On the same day, the Holy Father appointed and proclaimed Very Rev. Anthony Fernandes, Vicar General of the Diocese of Varanasi as the Bishop-elect of the newly erected Diocese, by promulgating the Bull “Eodem Animi Pastoralis”.
Thus was fulfilled the long cherished dream of the late Bishop Conrad de Vito, Ofm. Cap, the first Bishop of Lucknow who, with remarkable foresight and vision had realized that the work of evangelizing and spreading the Gospel could not be achieved in an effective and concerted way if one pastor alone was given the care of the fourteen districts of his diocese. With the creation of the new state of Uttarakhand and with the further division of the districts the Catholic Diocese of Bareilly now comprises of nine districts of two Northern States, viz. districts of Bareilly, Shahjahanpur and Pilibhit from Uttar Pradesh and the District of Udham Singh Nagar, Nainital, Almorah, Bageshwar, Pithoragarh and Champawat from the State of Uttarakhand.

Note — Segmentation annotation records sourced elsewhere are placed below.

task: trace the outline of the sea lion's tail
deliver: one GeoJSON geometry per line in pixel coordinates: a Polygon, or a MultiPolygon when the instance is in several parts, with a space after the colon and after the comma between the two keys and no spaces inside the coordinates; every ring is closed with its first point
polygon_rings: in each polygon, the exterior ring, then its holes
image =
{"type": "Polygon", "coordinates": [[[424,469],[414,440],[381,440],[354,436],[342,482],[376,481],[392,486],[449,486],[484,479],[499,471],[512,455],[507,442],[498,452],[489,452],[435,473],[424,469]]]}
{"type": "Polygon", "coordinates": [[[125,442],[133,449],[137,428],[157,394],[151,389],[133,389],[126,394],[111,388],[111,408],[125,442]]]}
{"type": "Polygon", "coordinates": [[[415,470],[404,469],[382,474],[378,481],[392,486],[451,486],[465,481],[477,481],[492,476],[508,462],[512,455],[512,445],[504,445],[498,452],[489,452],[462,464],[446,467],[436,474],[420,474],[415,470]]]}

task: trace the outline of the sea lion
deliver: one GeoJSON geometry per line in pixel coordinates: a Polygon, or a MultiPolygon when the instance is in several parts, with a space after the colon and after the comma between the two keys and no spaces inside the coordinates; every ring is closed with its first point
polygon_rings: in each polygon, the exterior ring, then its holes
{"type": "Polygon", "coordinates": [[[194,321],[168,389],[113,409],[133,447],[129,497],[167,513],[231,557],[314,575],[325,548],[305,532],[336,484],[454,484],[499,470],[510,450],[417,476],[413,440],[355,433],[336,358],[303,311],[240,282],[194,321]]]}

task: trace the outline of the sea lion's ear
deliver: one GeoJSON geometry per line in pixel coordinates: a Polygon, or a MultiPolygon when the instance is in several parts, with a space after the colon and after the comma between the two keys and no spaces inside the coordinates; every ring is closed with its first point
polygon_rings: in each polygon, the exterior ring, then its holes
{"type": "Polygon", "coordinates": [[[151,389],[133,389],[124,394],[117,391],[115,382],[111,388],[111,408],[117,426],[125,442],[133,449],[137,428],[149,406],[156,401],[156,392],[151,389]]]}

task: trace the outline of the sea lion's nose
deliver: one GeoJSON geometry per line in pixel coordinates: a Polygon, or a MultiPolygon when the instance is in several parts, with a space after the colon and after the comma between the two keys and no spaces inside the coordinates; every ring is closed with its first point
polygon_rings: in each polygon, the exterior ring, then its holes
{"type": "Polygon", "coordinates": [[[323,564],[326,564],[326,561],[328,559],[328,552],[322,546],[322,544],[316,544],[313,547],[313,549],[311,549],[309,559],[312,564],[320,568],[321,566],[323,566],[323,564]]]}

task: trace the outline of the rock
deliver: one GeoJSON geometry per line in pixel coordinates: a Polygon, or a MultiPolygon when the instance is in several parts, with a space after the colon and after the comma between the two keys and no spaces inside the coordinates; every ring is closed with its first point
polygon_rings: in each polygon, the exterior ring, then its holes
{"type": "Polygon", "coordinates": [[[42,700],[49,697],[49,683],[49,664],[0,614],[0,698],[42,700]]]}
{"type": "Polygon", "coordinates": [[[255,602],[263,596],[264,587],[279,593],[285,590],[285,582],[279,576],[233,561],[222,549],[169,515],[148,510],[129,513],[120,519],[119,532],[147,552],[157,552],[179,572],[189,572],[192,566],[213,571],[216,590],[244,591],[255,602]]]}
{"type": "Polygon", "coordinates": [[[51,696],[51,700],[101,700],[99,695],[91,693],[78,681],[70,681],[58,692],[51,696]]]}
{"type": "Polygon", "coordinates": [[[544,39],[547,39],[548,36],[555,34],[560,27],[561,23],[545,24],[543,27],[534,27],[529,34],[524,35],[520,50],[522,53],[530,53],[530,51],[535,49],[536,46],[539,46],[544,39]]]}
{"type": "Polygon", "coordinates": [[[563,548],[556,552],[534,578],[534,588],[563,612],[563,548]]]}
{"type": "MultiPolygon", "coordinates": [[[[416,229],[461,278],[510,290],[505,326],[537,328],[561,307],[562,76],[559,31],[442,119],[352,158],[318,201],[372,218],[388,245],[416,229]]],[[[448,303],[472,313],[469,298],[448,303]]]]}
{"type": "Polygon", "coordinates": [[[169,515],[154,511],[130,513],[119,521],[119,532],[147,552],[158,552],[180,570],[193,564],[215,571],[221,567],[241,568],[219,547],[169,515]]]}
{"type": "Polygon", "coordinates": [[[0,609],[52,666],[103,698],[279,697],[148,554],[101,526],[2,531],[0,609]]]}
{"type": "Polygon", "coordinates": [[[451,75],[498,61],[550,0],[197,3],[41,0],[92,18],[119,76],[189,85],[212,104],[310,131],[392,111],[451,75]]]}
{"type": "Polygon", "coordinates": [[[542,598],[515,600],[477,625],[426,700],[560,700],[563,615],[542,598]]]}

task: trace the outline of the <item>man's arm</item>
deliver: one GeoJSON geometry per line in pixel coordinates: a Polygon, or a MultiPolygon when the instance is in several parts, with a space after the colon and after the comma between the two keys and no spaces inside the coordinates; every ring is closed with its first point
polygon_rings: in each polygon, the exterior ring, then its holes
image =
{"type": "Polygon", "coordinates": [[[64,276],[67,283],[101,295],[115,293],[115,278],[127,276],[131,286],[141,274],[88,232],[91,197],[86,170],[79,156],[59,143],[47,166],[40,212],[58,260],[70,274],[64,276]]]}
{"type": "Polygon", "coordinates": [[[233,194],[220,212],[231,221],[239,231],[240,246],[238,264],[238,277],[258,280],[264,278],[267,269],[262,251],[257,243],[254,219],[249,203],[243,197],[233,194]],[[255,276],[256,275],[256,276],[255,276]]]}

“Witness to the Light” is the coat of arms of Bishop Anthony Fernandes. “Christ, the Light” to whom the Diocese is pledged to bear witness and spread the light of love, peace and freedom. The Diocese must increase the apostolic zeal to pass on to others the light and joy of faith in the simplicity of St. Francis of Assisi and to be ready to serve the brethren especially, the poor and the needy, the sick and the unwanted. The green branches bordering the coat of arms is the sign of hope and the crown of all who live this message, while “Ave Maria,” our Lady watching from above directing the destiny of the Diocese.